Rachid et Benjamin: «Nous en avons même obtenu plusieurs! Ça n’a pas été facile, car nous partions de zéro et la situation était telle qu’il y avait beaucoup à faire, ce qui est encore le cas aujourd’hui, même si nous avons obtenu de belles avancées! Une de nos premières et principales victoires concerne les contrats et salaires: jusqu’à très récemment, tout était livré au bon vouloir de la direction. La situation pouvait être résumée en une phrase: «À travail égal, salaire inégal!». Les salaires étaient aléatoires, tout le monde n’était pas payé à hauteur de ce qu’il faisait: pour une même tâche, un travailleur pouvait gagner moins que son collègue. La direction avait toujours de «bonnes excuses» pour justifier un refus d’augmentation. Cela créait des injustices et des tensions. Aujourd’hui, ça a changé: nous avons pu contraindre la direction de mettre de l’ordre dans tout ça en respectant les accords sectoriels et en rémunérant de manière égale et objective les travailleurs. Sans syndicat, il n’y aurait jamais eu aucun changement à ce niveaulà, c’est une certitude! Nous avons également obtenu qu’une conseillère en prévention soit nommée (et formée). C’est une obligation légale, mais jusque là, nous n’en avions pas! Depuis l’arrivée de la conseillère en prévention interne, les choses bougent aussi pas mal et évoluent dans le bon sens vers plus de sécurité pour les travailleurs. Il faut dire qu’elle fait un super boulot! Récemment, nous venons d’obtenir une autre belle victoire: l’obtention de tickets restaurant pour tout le monde. Cela n’a pas été facile à obtenir. La direction voulait dans un premier temps ne les accorder qu’aux membres de la direction… Puis elle a souhaité exclure les intérimaires. À force de pressions, nous avons finalement obtenu que tous les travailleurs totalisant au moins deux ans d’ancienneté, quel que soit leur statut, aient droit à des tickets restaurant.
Tout semble se dérouler parfaitement alors…
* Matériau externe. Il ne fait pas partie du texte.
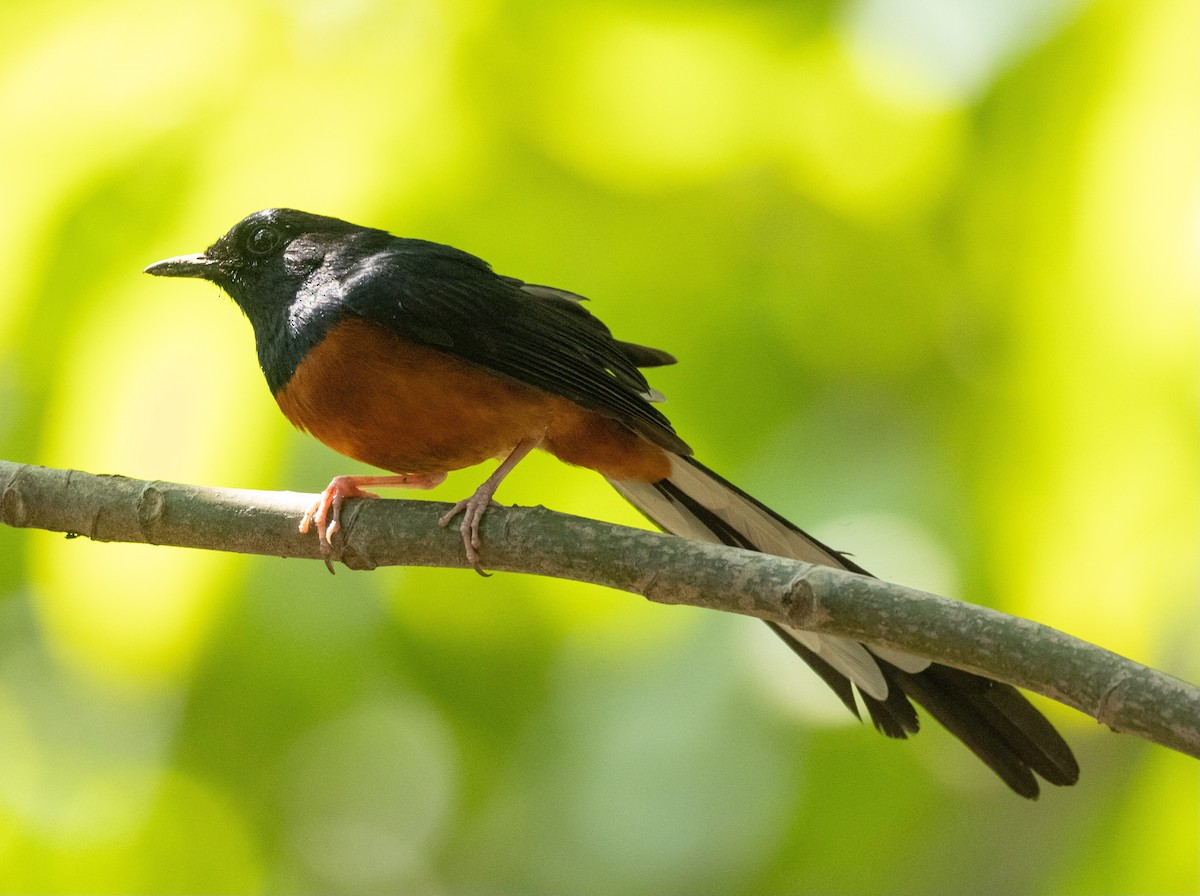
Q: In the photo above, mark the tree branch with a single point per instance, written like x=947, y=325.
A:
x=1121, y=693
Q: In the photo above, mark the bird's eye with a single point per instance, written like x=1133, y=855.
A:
x=263, y=241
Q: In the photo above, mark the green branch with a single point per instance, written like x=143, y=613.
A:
x=1123, y=695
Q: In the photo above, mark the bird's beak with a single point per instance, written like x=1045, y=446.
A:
x=198, y=265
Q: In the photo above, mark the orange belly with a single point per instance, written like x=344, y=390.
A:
x=408, y=408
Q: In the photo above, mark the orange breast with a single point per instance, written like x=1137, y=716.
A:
x=408, y=408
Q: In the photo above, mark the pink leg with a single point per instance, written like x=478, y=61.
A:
x=474, y=507
x=329, y=504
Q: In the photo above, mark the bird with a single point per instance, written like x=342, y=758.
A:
x=418, y=359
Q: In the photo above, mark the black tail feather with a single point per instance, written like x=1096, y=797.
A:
x=994, y=720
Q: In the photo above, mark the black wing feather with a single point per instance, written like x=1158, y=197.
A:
x=451, y=300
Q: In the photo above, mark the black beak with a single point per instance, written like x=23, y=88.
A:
x=198, y=265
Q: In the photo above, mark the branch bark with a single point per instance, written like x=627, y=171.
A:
x=1123, y=695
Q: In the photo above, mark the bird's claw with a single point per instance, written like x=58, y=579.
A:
x=472, y=510
x=327, y=515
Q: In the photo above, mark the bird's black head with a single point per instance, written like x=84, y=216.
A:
x=282, y=268
x=265, y=257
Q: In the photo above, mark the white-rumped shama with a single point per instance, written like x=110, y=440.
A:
x=418, y=359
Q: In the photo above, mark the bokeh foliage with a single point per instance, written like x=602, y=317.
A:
x=930, y=270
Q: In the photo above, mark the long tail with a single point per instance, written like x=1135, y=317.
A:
x=993, y=719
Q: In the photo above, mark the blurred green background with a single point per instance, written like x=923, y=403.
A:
x=930, y=270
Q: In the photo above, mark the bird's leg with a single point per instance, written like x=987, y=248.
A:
x=328, y=505
x=474, y=507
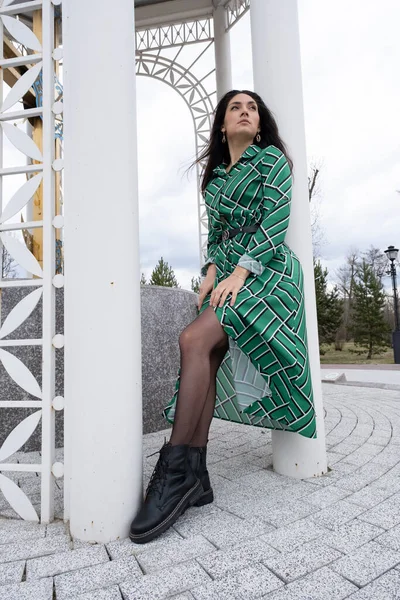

Rachid et Benjamin: «Loin de là! Il y a en effet eu de belles avancées, mais il y a encore beaucoup à faire! Par exemple, un de nos prochains objectifs sera de faire baisser (ou tomber) la condition d’ancienneté pour l’obtention de tickets restaurant. Par ailleurs, les collègues nous sollicitent beaucoup pour que nous améliorions leurs conditions de travail. Nous avonçons, mais ils souhaiteraient que cela aille encore plus vite!» Dieter: «Il reste également un gros point noir au niveau de la représentation syndicale: nous n’avons pas encore de représentants des travailleurs parmi les employés. Or, le turnover est très important au sein de cette catégorie de travailleurs, ce qui illustre bien qu’il y a là aussi de nombreux problèmes au niveau des conditions de travail. Si nous parvenons à motiver un ou une employée à se joindre à l’équipe, nous pourrons aussi agir plus efficacement pour ce groupe de travailleurs, ce qui est compliqué pour l’instant puisque nous ne savons pas vraiment ce qu’il s’y passe.» | Propos recueillis pas Laurent Lorthioir |


«Depuis l’installation du CPPT et de la délégation syndicale, la direction est beaucoup plus prudente. Elle est contrainte de mieux respecter la législation car elle sait que les représentants syndicaux sont vigilants.»
Dieter
Flanders Best – Dejaeghere
Flanders Best et Dejaeghere sont les deux composantes d’une seule et même entreprise spécialisée dans le traitement et le conditionnement de fruits et légumes surgelés. Il s’agit d’une entreprise créée et gérée exclusivement par la famille Dejaeghere et qui est basée dans les environs d’Ypres, en Flandre occidentale. Entre 100 et 150 personnes y travaillent, ce nombre variant selon les saisons. L’entreprise embauche, à la haute saison, un nombre important de saisonniers (sous contrats intérim, étudiant ou CDD).